In the heart of Midtown Manhattan lies a juxtaposition of cosmic irony. On the west side of Fifth Avenue, between 50th and 51st Streets, stands Atlas, a four-story bronze statue of the great Titan of ancient Greek mythology, who was condemned by Zeus to uphold the heavens for all eternity after the Titans’ defeat in the epic Titanomachy. Atlas braces, struggling under the mighty weight of his charge, before the entrance to one of the most iconic sites in New York City—Rockefeller Center—which is flanked on three sides by some of the world’s largest and most influential investment banks, law firms, and media companies.
On the fourth side of Rockefeller Center, though, directly across Fifth Avenue from Atlas, is a building of a different genus: Saint Patrick’s Cathedral, the mother church of the Archdiocese of New York and the most-visited Catholic cathedral in the United States.

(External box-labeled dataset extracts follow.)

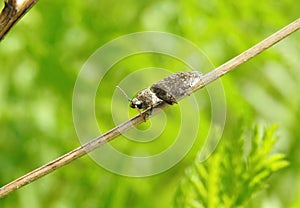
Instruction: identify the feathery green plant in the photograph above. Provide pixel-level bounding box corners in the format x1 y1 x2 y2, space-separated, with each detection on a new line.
175 126 288 208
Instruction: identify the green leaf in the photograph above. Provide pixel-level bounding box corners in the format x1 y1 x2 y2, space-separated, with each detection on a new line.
175 125 289 208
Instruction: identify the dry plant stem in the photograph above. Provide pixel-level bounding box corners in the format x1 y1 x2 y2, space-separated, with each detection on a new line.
0 0 38 41
0 19 300 197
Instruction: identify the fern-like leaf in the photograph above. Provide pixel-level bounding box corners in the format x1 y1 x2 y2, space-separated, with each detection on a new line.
175 126 288 208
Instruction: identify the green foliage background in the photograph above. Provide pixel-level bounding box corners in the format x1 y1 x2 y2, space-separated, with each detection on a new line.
0 0 300 208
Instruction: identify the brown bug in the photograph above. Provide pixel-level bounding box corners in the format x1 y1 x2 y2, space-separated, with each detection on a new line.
117 71 202 118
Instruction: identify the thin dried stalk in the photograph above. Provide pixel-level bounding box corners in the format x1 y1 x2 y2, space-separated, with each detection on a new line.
0 19 300 197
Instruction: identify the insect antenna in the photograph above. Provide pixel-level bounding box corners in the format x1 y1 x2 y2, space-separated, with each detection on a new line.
116 85 132 102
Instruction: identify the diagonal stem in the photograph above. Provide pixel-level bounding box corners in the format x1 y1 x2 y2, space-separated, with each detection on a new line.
0 18 300 198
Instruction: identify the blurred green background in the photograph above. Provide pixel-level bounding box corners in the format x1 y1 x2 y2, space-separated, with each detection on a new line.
0 0 300 208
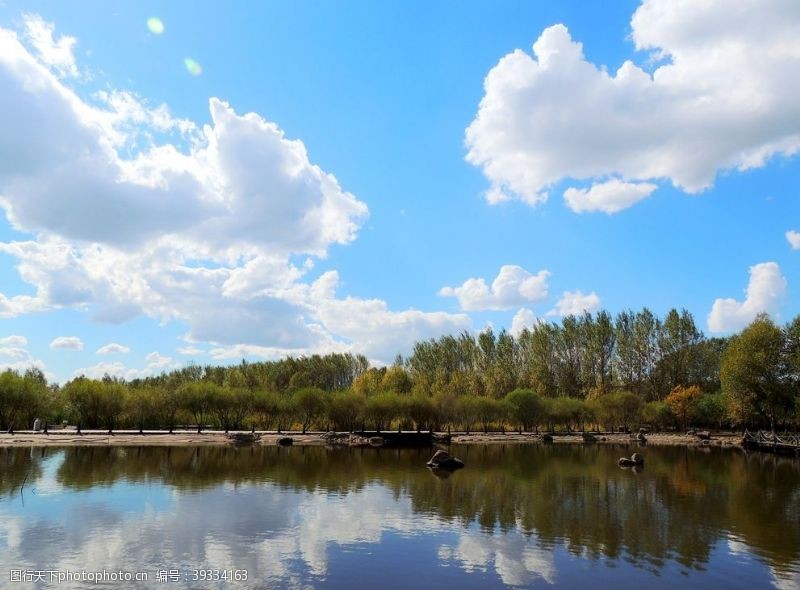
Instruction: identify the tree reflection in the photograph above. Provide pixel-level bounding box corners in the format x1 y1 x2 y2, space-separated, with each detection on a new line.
0 445 800 571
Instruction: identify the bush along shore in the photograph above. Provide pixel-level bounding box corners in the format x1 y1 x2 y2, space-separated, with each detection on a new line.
0 309 800 442
0 427 742 448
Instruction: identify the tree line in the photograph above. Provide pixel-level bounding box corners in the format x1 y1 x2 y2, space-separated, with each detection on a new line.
0 309 800 431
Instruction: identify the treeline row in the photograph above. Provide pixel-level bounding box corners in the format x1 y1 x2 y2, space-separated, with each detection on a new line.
0 309 800 430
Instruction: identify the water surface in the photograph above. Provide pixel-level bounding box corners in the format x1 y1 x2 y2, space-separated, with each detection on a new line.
0 445 800 590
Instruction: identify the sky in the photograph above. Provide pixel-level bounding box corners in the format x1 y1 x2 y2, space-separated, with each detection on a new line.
0 0 800 382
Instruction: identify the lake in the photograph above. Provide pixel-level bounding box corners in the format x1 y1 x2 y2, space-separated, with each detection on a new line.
0 445 800 590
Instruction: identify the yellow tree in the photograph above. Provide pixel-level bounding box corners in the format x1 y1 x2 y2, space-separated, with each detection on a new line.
665 385 703 429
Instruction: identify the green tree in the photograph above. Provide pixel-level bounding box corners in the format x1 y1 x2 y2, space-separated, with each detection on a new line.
720 314 794 430
292 387 326 434
328 391 366 432
506 389 544 432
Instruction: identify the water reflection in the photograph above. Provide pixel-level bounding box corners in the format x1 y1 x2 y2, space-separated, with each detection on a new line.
0 445 800 588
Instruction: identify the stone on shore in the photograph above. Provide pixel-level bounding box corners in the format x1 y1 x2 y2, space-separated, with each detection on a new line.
427 450 464 471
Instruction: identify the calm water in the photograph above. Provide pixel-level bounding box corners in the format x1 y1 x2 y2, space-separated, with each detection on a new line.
0 445 800 590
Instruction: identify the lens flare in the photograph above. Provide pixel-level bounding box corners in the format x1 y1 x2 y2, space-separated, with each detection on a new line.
183 57 203 76
147 16 164 35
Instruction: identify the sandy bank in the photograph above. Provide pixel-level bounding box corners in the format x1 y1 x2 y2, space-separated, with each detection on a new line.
0 430 741 447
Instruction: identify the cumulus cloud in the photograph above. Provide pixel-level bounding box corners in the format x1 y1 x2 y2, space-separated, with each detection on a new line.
564 179 658 213
511 307 536 336
708 262 787 332
466 0 800 212
95 342 131 354
547 290 600 317
23 14 78 77
0 18 470 366
0 334 28 348
50 336 83 350
786 229 800 250
439 264 550 311
73 352 180 380
178 345 206 356
0 334 47 379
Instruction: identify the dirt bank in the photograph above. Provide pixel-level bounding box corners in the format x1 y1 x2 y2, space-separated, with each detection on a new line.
0 430 741 447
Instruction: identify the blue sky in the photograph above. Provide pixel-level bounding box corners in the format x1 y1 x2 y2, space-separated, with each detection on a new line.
0 0 800 380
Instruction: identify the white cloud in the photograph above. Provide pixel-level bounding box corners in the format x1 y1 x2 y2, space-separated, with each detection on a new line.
309 272 472 362
0 17 470 366
564 178 658 214
708 262 787 332
73 351 180 380
50 336 83 350
0 292 47 318
95 342 131 354
439 264 550 311
0 334 48 380
511 307 536 336
23 14 78 77
0 334 28 348
178 345 207 356
786 229 800 250
466 0 800 211
144 351 180 370
547 290 600 317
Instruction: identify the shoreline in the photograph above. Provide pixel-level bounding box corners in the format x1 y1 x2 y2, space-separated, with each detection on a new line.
0 430 742 447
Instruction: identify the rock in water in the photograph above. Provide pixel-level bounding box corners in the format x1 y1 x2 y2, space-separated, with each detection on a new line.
427 451 464 471
617 453 644 467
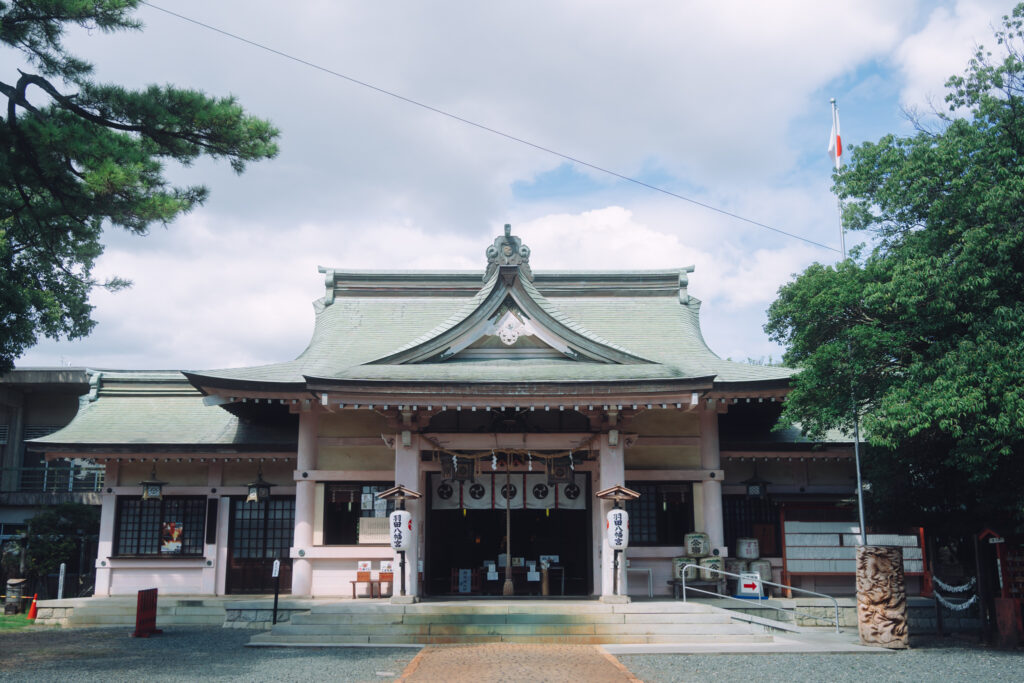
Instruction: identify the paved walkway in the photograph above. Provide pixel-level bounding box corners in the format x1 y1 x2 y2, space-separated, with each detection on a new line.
398 643 639 683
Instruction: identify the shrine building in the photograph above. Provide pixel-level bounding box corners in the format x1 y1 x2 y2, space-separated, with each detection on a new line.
31 226 872 597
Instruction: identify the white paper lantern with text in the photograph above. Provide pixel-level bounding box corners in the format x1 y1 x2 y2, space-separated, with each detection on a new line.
388 510 414 550
604 508 630 550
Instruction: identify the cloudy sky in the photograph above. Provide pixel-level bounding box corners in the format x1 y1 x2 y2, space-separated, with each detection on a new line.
9 0 1012 369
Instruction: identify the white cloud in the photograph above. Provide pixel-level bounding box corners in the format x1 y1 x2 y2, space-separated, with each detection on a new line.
19 0 1005 368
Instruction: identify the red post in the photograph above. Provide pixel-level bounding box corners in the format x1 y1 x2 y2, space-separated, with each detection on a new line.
131 588 163 638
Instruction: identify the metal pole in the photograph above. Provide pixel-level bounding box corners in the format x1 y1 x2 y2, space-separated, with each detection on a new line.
830 97 867 546
397 496 406 597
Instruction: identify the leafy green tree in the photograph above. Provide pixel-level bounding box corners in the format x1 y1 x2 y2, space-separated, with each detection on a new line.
765 4 1024 532
0 0 278 372
20 503 99 592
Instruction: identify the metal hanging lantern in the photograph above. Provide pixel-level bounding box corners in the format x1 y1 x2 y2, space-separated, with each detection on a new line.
246 463 273 503
139 465 167 501
377 484 423 597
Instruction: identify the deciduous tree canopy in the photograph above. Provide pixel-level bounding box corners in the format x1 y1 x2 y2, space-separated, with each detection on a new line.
765 5 1024 532
0 0 278 372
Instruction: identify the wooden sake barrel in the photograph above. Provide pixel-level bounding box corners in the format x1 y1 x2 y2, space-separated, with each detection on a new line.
683 531 711 557
736 539 761 560
700 557 723 581
676 557 700 581
751 560 771 595
725 557 746 595
725 557 746 579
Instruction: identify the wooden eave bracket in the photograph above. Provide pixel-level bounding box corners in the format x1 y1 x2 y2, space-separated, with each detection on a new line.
594 484 640 501
377 485 423 501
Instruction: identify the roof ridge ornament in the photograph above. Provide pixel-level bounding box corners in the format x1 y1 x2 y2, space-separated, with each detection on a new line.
483 223 534 282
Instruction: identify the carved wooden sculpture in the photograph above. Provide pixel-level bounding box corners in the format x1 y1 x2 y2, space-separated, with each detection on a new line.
857 546 908 649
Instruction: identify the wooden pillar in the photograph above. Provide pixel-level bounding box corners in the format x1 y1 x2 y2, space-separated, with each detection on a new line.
290 411 319 596
594 434 629 602
698 404 725 548
0 389 25 492
391 433 427 602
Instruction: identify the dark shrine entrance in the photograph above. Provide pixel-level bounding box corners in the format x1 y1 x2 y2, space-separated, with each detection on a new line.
424 472 593 597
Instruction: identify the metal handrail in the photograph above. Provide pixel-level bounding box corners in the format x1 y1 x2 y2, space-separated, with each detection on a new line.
680 564 842 633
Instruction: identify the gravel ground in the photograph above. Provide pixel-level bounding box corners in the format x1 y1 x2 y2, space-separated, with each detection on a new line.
618 637 1024 683
0 627 419 683
0 627 1024 683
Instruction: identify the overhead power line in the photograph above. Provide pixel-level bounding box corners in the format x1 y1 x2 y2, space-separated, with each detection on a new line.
141 0 839 252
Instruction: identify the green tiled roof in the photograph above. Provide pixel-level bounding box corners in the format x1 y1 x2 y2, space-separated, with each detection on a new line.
189 269 795 387
29 371 295 452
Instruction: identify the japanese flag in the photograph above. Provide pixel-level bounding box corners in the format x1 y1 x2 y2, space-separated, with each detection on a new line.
828 110 843 171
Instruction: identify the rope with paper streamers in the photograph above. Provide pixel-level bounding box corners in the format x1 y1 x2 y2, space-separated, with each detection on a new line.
935 593 978 612
932 577 978 612
423 434 600 469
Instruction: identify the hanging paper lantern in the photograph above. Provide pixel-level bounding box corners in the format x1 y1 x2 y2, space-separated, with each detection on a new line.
604 508 630 550
389 510 414 550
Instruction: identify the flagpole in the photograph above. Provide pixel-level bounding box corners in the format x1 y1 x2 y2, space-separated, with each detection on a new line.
828 97 867 546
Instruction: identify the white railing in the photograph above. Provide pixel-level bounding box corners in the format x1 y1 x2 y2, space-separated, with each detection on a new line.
679 564 840 633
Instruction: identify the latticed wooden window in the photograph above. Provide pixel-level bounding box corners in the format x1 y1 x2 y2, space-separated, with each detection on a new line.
231 498 295 559
626 481 693 546
324 481 394 546
114 496 206 556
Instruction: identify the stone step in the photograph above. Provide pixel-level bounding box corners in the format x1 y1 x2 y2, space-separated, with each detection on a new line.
249 633 773 647
292 612 730 624
75 602 224 616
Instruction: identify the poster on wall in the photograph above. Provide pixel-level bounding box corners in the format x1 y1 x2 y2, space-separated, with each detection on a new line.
492 473 525 510
432 475 463 510
526 474 555 510
160 522 184 554
462 474 494 510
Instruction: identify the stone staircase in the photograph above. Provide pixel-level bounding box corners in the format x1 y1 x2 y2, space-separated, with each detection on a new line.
249 600 773 647
36 595 243 629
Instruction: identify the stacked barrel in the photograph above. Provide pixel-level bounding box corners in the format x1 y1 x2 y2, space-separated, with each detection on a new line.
725 539 771 595
673 531 724 582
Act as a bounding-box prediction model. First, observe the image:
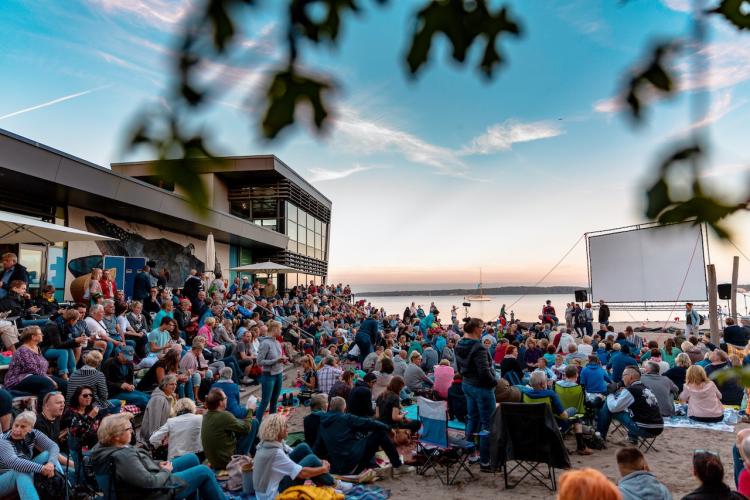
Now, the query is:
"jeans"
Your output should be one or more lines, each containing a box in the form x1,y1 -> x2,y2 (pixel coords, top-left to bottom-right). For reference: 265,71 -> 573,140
172,453 -> 226,500
111,391 -> 148,410
0,451 -> 57,500
44,349 -> 76,375
596,403 -> 652,441
255,373 -> 284,422
461,382 -> 495,465
279,443 -> 336,493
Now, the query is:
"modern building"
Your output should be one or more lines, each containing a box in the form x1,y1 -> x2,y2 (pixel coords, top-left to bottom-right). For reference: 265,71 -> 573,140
0,129 -> 332,298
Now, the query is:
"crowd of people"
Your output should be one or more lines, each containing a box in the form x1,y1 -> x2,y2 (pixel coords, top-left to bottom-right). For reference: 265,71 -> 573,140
0,248 -> 750,500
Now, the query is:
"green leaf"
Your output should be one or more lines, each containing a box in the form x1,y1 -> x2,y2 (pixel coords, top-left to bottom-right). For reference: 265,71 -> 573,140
623,42 -> 677,122
261,66 -> 333,139
708,0 -> 750,30
406,0 -> 521,78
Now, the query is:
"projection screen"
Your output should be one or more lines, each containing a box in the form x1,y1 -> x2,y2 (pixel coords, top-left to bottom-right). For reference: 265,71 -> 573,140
588,224 -> 708,302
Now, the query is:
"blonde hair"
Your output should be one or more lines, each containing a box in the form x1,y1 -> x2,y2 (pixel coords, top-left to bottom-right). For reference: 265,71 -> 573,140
258,413 -> 286,441
557,467 -> 622,500
685,365 -> 708,385
96,412 -> 133,446
174,398 -> 195,415
674,352 -> 693,368
83,349 -> 103,368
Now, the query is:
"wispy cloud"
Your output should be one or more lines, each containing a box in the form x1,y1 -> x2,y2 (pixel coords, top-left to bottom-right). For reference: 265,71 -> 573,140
594,38 -> 750,113
332,107 -> 469,175
310,165 -> 382,182
88,0 -> 193,31
0,85 -> 112,120
462,120 -> 565,155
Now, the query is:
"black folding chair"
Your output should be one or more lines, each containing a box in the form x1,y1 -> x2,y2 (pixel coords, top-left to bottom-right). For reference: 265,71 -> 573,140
498,403 -> 570,491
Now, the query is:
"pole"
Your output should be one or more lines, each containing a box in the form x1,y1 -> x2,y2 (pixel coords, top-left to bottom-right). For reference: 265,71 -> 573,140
731,255 -> 740,324
706,264 -> 721,345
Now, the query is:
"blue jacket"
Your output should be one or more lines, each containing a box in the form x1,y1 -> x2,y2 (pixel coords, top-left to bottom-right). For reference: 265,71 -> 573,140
609,352 -> 638,382
211,380 -> 247,419
581,363 -> 612,394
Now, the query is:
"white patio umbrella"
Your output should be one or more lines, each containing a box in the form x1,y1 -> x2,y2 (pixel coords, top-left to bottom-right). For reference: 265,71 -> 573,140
229,261 -> 302,275
205,233 -> 216,278
0,211 -> 116,245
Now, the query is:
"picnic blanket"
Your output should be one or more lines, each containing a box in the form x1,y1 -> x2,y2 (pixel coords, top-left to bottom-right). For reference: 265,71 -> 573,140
664,410 -> 735,432
404,405 -> 466,431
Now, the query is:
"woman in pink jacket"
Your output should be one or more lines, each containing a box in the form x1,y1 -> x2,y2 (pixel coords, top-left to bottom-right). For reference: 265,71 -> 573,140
680,365 -> 724,422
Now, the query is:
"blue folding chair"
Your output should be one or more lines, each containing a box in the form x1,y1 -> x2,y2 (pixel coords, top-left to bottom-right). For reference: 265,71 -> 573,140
417,397 -> 475,485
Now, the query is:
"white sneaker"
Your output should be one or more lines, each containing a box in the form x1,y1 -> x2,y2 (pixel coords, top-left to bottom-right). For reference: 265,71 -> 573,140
335,480 -> 354,493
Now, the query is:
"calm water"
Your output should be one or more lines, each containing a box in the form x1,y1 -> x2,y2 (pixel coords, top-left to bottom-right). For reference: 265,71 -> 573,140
356,295 -> 682,321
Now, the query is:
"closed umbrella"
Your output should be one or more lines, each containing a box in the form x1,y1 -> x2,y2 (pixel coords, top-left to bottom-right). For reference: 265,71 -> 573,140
206,233 -> 216,278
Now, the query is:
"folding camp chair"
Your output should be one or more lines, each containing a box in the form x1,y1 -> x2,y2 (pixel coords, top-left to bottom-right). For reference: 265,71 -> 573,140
500,402 -> 570,491
417,396 -> 475,485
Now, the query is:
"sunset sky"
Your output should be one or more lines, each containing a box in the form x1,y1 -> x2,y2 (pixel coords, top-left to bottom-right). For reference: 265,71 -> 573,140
0,0 -> 750,290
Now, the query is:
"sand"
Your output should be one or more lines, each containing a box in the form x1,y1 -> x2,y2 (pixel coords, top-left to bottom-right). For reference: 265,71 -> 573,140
242,372 -> 748,500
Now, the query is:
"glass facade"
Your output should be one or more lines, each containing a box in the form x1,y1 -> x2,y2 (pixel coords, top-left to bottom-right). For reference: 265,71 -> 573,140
284,201 -> 328,260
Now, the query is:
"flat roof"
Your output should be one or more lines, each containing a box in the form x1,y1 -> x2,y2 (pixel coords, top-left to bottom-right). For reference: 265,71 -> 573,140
112,155 -> 333,210
0,129 -> 289,249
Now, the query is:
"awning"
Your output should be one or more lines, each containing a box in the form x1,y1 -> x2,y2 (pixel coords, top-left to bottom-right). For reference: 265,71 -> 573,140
0,211 -> 115,244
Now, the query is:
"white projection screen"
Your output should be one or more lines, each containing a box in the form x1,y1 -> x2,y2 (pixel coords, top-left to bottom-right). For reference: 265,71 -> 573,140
588,224 -> 708,302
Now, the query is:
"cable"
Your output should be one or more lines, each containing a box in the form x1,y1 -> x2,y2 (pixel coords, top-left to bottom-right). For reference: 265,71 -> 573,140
662,232 -> 703,328
508,233 -> 586,309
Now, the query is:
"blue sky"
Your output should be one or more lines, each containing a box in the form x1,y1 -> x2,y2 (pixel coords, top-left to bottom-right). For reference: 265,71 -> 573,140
0,0 -> 750,288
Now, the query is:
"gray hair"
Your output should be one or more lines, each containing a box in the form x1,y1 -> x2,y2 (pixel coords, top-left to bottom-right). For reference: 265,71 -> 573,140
529,370 -> 547,389
646,361 -> 661,374
15,410 -> 36,427
159,373 -> 177,389
328,396 -> 346,413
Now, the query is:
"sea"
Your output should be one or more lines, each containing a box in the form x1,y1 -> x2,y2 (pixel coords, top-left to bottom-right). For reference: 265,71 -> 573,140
355,295 -> 704,323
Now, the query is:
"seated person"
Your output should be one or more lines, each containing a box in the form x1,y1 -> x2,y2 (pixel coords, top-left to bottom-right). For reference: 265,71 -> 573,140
521,372 -> 594,455
253,413 -> 352,500
91,413 -> 226,500
680,365 -> 724,422
597,364 -> 664,445
211,366 -> 248,420
641,357 -> 678,417
302,392 -> 328,446
404,351 -> 433,395
0,410 -> 62,500
314,396 -> 414,476
580,355 -> 612,394
201,389 -> 259,470
346,372 -> 378,417
616,447 -> 672,500
375,375 -> 421,432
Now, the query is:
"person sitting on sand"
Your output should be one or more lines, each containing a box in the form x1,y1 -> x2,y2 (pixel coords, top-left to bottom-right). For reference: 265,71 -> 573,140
682,450 -> 745,500
597,366 -> 664,445
615,447 -> 672,500
680,365 -> 724,422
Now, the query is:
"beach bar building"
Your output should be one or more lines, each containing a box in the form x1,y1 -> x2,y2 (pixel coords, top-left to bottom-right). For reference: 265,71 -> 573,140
0,129 -> 332,299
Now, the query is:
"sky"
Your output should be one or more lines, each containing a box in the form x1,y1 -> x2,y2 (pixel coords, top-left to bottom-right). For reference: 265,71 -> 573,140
0,0 -> 750,290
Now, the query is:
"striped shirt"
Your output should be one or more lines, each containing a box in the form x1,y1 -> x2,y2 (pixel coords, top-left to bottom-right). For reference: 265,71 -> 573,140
0,429 -> 60,473
65,365 -> 109,408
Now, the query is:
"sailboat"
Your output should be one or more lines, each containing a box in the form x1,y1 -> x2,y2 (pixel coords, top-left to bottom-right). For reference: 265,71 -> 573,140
466,268 -> 492,302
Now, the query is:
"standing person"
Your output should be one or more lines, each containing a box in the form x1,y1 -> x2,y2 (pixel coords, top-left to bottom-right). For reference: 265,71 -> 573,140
456,318 -> 497,472
685,302 -> 701,337
0,252 -> 29,299
257,320 -> 287,422
599,300 -> 609,326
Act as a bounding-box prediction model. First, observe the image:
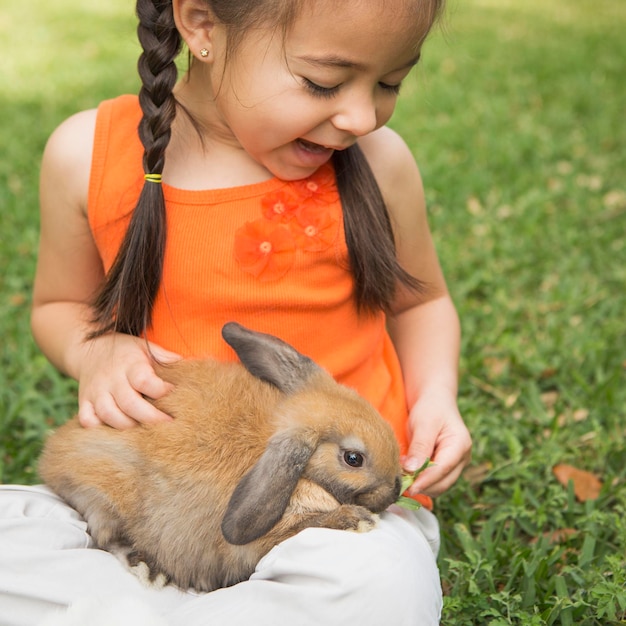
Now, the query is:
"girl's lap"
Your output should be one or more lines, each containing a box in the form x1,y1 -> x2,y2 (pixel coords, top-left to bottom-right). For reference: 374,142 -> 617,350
0,486 -> 441,626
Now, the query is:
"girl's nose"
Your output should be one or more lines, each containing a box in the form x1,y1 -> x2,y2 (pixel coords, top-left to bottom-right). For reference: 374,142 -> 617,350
331,95 -> 379,137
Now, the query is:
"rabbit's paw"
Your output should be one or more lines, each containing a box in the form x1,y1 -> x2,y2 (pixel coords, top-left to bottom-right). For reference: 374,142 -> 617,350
111,546 -> 170,589
129,561 -> 170,589
334,504 -> 379,533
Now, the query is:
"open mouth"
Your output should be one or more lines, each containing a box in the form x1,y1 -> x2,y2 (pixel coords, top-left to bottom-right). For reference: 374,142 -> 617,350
296,139 -> 332,154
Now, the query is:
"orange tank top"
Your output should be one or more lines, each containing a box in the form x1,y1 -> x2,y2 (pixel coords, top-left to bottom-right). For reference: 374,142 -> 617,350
88,96 -> 407,453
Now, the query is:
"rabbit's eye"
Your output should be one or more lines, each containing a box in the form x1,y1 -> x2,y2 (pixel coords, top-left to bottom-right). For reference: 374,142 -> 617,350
343,450 -> 363,467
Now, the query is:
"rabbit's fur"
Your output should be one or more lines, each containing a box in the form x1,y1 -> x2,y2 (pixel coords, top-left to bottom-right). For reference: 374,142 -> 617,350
39,323 -> 401,591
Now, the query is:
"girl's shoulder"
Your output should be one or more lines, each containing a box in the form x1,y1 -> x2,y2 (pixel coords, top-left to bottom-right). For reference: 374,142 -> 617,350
41,109 -> 97,213
358,126 -> 424,214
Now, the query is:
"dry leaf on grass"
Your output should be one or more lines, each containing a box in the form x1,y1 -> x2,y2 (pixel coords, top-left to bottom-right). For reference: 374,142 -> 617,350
552,464 -> 602,502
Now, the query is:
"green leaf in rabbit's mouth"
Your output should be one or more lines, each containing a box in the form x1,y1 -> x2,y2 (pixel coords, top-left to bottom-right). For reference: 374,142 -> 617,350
396,459 -> 434,511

Built by the faith and sweat of Catholic immigrants in the 19th century, the cathedral is a brick and marble temple in what is otherwise a jungle of concrete and steel. To this day, its soaring neo-Gothic spires—which once rose high above the nascent New York City skyline when the church was first consecrated in 1879—lift the eyes and spirit heavenward in a way that the sleek, sterile lines of skyscrapers are unable. Its every square inch exists to facilitate the reverent praise of God.
At first glance, the placement of Atlas—an obvious artifact of pagan mythology—straight across from the Cathedral could be read as a kind of secular imposition upon sacred ground. Atlas, after all, was built nearly sixty years after the completion of St. Patrick’s, at the height of the modern skyscraper boom, and as a kind of ode to the majesty and strength of man. Moreover, the demi-god’s grimacing face glares outward such that, when the Cathedral’s main doors are open, he can survey in clear view the Mass celebrant all the way in the sanctuary.
But a deeper look inside St. Patrick’s brings into sharp relief the paradox of its apposition to the Titan. About 80 yards in front of Atlas, directly behind the Cathedral’s high altar, is a small statue of the Christ Child, bearing a gentle visage and standing with an orb in his hand. To the infant Lord, Atlas is not a threat but a pity: he, half man and half god, teeters under the cumbersome weight of the heavens. Meanwhile, the Holy Child of heaven and earth, fully man and fully God—the one in whom “everything in heaven and on earth was created” (Col 1:16)—holds the cosmos in his palm. For the Christian, the heavens are no back-breaking burden but our final destination, and the earth is no paradise but a turnpike, the way by which we pass to our celestial end.
The contrast here unveils one of the richest and most fundamental of Christian doctrines, namely that God’s grandeur and power are never in competition with those of his creation. In our age of widespread religious ignorance, it is easy enough to think that greatness is a zero-sum game—that for man to thrive, deity must diminish. Indeed, on the pagan account, the gods regularly fought amongst each other for power, and often at humanity’s expense. But the profundity of the Christian claim is that all creatures exist by participating in the Creator’s boundlessly perfect act of existence, which means that all creaturely goodness always proceeds from the divine goodness. And as Bishop Robert Barron is wont to exposit, this reality is most radiantly manifest in Christ, in whom complete divinity and complete humanity inhere with perfect harmony. Human excellence, then, reaches its highest pitch by cleaving to the person of Christ.
Returning to Midtown Manhattan, we are reminded that the Rambo-like muscles and the power, pleasure, honor, and wealth which Atlas and the surrounding Rockefeller Center acclaim are—good as they be—simply passing glories. Rather, it is grace and truth that are eternal, which came to us through a certain infant (cf. Jn 1:17) who would grow up to bear upon his shoulders not the weight of the heavens but the tonnage of sin so as to open the doors of heaven to humankind. And, all the more, though the three-foot child who dwells 80 yards from the 45-foot giant is just an icon, the real McCoy lovingly descends seven times a day to the high altar at St. Patrick’s under the appearance of a mere wheaten disc. That displays a divine power before which both we and Atlas can only tremble in awed obeisance.